Monday, December 19, 2011

I live here Monday - I probably have your stolen stuff

There is a lot of petty theft in Eugene.  A.  Lot.  I don't want you to underestimate the amount of theft and vandalism here, just because it's a small-to-medium city, the population density is pretty low, people tend to be well-educated, and there are lots of butterflies and green trees and happy, smiling children.

There's also enough meth to fuel China's work force for a month.

Over the past few months, I have noticed a strange trend.  In the narrow and seldom traveled gap between the buildings next to my building, freshly stolen items often appear.  It's never anything too valuable, just bike wheels and workout clothes and, once, a complete set of Spanish flashcards.
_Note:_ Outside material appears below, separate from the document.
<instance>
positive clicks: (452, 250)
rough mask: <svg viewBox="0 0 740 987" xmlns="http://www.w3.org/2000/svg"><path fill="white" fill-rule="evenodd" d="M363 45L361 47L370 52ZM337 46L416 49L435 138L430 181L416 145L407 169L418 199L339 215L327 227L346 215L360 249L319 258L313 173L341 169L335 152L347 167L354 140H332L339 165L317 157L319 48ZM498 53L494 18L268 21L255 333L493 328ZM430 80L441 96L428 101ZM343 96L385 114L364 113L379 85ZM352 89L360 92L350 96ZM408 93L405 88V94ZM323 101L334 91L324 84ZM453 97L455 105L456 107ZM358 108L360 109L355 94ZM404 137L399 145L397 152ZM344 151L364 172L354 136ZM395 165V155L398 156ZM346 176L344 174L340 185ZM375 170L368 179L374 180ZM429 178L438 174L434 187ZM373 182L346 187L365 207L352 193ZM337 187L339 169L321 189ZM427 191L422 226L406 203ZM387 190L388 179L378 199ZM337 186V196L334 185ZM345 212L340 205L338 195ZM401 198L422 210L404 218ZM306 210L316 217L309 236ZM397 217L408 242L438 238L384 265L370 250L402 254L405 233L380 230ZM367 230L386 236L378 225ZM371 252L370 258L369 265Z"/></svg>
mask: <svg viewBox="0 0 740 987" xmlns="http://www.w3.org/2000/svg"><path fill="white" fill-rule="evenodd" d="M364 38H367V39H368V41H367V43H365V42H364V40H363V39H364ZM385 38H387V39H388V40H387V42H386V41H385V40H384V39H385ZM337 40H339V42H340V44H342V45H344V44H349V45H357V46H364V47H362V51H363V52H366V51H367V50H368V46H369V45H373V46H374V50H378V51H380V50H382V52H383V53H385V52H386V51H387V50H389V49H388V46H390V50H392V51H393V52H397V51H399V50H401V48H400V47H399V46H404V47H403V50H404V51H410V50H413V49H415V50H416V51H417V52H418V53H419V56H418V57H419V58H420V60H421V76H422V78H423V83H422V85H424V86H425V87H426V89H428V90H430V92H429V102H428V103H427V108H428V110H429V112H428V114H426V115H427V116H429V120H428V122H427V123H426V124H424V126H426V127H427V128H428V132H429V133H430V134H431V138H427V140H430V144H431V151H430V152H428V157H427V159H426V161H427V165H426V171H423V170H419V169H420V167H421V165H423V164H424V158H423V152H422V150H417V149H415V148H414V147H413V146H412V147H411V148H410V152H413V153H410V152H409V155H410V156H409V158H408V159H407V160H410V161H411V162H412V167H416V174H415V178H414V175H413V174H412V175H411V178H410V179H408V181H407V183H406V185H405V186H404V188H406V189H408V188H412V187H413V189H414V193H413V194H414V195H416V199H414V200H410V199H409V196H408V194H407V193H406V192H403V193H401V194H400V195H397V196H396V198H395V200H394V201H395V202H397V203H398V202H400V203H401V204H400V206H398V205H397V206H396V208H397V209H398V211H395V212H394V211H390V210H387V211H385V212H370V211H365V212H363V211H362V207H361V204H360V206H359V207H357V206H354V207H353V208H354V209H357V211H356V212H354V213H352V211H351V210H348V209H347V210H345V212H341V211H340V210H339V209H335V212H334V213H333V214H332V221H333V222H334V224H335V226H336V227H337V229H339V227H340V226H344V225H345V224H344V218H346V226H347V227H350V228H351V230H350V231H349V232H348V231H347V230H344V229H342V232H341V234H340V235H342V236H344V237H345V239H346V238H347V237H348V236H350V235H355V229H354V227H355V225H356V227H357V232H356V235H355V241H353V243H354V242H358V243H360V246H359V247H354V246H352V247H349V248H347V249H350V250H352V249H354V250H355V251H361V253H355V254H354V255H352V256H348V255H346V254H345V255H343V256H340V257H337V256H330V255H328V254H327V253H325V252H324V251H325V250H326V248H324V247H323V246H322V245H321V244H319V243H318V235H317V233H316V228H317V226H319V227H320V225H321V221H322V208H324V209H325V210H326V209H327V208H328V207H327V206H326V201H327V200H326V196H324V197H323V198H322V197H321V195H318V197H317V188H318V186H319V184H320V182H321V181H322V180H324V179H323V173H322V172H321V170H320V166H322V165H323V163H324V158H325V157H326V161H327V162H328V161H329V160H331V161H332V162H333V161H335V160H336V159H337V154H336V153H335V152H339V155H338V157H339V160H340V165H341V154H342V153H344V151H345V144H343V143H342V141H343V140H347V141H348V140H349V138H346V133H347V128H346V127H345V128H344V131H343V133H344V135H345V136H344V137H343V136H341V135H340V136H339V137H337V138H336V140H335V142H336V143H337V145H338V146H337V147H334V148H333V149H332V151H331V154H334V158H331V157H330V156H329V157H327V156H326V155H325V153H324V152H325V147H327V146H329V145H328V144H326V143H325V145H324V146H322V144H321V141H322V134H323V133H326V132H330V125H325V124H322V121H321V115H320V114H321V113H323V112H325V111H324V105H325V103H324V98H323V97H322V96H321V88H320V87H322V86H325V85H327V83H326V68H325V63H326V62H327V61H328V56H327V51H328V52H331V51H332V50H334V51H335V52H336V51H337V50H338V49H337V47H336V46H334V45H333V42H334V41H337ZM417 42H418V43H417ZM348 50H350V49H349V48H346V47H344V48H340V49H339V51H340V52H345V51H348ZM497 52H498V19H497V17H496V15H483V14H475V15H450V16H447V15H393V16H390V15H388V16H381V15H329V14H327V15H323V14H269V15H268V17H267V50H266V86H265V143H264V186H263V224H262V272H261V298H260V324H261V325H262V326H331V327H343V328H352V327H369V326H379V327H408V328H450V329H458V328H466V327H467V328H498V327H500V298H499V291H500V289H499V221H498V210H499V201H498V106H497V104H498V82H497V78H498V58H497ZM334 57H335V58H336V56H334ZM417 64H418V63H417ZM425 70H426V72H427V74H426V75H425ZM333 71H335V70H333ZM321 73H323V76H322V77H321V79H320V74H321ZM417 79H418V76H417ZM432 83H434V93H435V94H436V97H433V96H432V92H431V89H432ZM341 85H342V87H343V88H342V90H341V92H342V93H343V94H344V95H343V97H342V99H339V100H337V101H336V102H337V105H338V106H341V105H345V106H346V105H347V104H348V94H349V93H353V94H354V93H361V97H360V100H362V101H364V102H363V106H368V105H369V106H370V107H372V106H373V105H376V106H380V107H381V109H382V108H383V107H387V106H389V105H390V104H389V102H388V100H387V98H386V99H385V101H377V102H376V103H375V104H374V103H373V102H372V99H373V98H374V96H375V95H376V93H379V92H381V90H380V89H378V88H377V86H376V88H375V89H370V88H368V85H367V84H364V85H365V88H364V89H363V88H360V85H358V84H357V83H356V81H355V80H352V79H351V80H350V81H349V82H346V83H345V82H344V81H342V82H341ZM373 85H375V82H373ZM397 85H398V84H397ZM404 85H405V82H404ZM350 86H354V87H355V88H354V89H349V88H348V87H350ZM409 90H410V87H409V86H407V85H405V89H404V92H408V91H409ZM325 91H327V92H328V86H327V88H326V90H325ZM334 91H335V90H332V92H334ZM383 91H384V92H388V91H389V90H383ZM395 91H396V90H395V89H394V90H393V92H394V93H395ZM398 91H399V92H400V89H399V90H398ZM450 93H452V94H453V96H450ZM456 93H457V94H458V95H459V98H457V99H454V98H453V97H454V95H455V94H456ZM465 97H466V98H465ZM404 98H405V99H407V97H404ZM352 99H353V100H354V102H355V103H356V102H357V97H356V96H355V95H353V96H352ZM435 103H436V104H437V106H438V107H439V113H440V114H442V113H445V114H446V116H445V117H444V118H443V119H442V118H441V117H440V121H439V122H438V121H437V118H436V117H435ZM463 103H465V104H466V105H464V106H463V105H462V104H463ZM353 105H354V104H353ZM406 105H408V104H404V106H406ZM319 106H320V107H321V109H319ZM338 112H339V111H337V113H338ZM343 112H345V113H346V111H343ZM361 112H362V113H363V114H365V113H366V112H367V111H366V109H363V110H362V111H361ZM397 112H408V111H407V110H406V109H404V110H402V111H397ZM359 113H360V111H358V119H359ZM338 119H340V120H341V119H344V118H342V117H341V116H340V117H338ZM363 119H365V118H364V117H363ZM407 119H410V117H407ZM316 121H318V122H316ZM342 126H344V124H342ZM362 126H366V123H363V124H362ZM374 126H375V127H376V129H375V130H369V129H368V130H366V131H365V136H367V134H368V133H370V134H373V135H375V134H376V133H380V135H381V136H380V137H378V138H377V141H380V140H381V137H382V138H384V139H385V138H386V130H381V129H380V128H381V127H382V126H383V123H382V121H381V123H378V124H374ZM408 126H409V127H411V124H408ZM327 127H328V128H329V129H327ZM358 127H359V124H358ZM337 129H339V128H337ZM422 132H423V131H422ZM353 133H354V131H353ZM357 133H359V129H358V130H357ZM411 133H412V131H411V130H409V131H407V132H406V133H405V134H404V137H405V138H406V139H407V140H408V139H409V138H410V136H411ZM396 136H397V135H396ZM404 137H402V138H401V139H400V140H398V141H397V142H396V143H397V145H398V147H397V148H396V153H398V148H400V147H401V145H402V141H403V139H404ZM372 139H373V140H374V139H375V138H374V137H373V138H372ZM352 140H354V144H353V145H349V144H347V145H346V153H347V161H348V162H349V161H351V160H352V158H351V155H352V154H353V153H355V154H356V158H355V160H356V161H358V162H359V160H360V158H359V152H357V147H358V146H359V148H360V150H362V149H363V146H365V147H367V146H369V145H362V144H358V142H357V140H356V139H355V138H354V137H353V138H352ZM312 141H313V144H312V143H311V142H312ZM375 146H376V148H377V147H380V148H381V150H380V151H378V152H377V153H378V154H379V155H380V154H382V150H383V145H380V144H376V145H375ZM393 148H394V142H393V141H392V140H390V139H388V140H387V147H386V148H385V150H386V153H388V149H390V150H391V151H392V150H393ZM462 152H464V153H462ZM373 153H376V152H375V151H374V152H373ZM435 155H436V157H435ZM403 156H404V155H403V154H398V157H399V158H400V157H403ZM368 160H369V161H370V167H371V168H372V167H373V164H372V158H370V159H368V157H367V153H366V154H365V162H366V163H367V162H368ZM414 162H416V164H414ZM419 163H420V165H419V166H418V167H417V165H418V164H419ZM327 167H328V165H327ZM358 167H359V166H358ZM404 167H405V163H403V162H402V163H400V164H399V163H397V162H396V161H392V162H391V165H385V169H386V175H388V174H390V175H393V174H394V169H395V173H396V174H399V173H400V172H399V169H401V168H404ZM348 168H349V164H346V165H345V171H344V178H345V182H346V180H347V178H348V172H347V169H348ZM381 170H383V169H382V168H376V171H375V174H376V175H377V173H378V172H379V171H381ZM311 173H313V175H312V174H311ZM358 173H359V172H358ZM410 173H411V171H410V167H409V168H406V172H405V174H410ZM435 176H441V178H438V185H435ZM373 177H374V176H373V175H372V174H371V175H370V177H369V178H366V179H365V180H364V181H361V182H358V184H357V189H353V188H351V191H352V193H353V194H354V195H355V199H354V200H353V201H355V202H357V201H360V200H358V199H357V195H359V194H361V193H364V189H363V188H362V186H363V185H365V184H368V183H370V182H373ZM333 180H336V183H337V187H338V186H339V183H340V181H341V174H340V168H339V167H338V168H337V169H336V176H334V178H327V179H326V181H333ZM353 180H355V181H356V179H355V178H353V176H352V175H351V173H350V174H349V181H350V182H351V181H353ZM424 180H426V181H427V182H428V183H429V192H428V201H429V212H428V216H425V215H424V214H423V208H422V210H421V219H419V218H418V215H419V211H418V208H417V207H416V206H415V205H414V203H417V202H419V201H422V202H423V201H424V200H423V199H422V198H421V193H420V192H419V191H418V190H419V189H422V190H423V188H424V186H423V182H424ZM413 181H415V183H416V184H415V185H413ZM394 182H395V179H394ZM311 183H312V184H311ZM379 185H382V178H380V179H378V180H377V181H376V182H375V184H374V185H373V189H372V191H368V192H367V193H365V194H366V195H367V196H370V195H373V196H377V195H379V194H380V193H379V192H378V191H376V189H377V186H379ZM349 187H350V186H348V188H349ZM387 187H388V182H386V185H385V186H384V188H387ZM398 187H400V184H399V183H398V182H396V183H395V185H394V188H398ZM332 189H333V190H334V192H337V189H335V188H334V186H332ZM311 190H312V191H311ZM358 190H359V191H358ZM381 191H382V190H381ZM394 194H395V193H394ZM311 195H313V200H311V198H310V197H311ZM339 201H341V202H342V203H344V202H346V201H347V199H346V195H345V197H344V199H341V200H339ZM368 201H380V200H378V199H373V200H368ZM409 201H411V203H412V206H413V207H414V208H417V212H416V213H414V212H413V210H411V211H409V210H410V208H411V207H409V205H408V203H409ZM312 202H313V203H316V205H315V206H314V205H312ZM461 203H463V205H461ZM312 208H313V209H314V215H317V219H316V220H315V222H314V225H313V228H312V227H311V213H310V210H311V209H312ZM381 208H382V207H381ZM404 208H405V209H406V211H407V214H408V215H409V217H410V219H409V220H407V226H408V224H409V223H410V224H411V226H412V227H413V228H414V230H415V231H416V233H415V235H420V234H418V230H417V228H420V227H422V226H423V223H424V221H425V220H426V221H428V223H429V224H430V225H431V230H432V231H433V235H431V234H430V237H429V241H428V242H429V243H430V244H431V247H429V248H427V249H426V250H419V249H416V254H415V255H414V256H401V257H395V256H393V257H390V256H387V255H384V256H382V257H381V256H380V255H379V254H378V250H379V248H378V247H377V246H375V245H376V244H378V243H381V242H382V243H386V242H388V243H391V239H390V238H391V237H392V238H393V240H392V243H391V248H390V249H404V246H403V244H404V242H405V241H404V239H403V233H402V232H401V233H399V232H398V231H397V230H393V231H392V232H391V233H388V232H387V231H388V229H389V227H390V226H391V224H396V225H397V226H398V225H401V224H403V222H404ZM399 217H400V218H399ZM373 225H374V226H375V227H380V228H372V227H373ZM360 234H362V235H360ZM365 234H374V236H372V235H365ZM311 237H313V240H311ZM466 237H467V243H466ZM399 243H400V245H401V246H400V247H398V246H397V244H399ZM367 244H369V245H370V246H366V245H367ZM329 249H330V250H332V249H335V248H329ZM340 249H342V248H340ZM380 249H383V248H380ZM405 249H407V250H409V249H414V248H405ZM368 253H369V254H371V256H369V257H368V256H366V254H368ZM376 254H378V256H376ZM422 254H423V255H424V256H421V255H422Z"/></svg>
Why does all this stuff end up in that alley?  Well, I have a theory.  Have you heard of the Great Pacific Garbage Patch?  It's a bunch of garbage (a bunch = hundreds of thousands of square miles) that is stuck in the middle of the ocean, slowly disintegrating.  It ends up there because it's kind of a dumping ground for the ocean currents:

File:North Pacific Subtropical Convergence Zone.jpg

I think that the alley behind my office is the Great Eugene Dumping Ground for Valueless Stolen Crap.  Check it out:

The high pressure zones of rich professionals and cars, which are just asking to be broken into, provide the valueless crap, but they also push the petty thieves with their stolen goods away from the business district of downtown.  At that point, the thieves start going through the bags they've ripped off, and unconsciously get stuck in a loop they're very familiar with1 - Public Defender's office to the various required counseling places to the drug dealers in the alley(not pictured).  They are forced off the actual streets by the nerdy looking bicycle cops, drop all the crap they don't want to keep behind my office, then break the loop and run off towards the bike path.

After not too much time, the ANGRY RED ARROWS OF METH! force them back to repeat the cycle day after day.

Anyways, what I'm saying is that, you know that bike you had stolen?  I probably have the cast-off pieces of your destroyed lock.  The bike is long gone, though.  Sorry, dude.

1Am I saying that there is no hope for these people?  No, there are a lot of really dedicated workers trying to get them out of this loop....  On the other hand, I once watched a fight break out at the halfway house because they guys living there didn't agree on how to best water the lawn.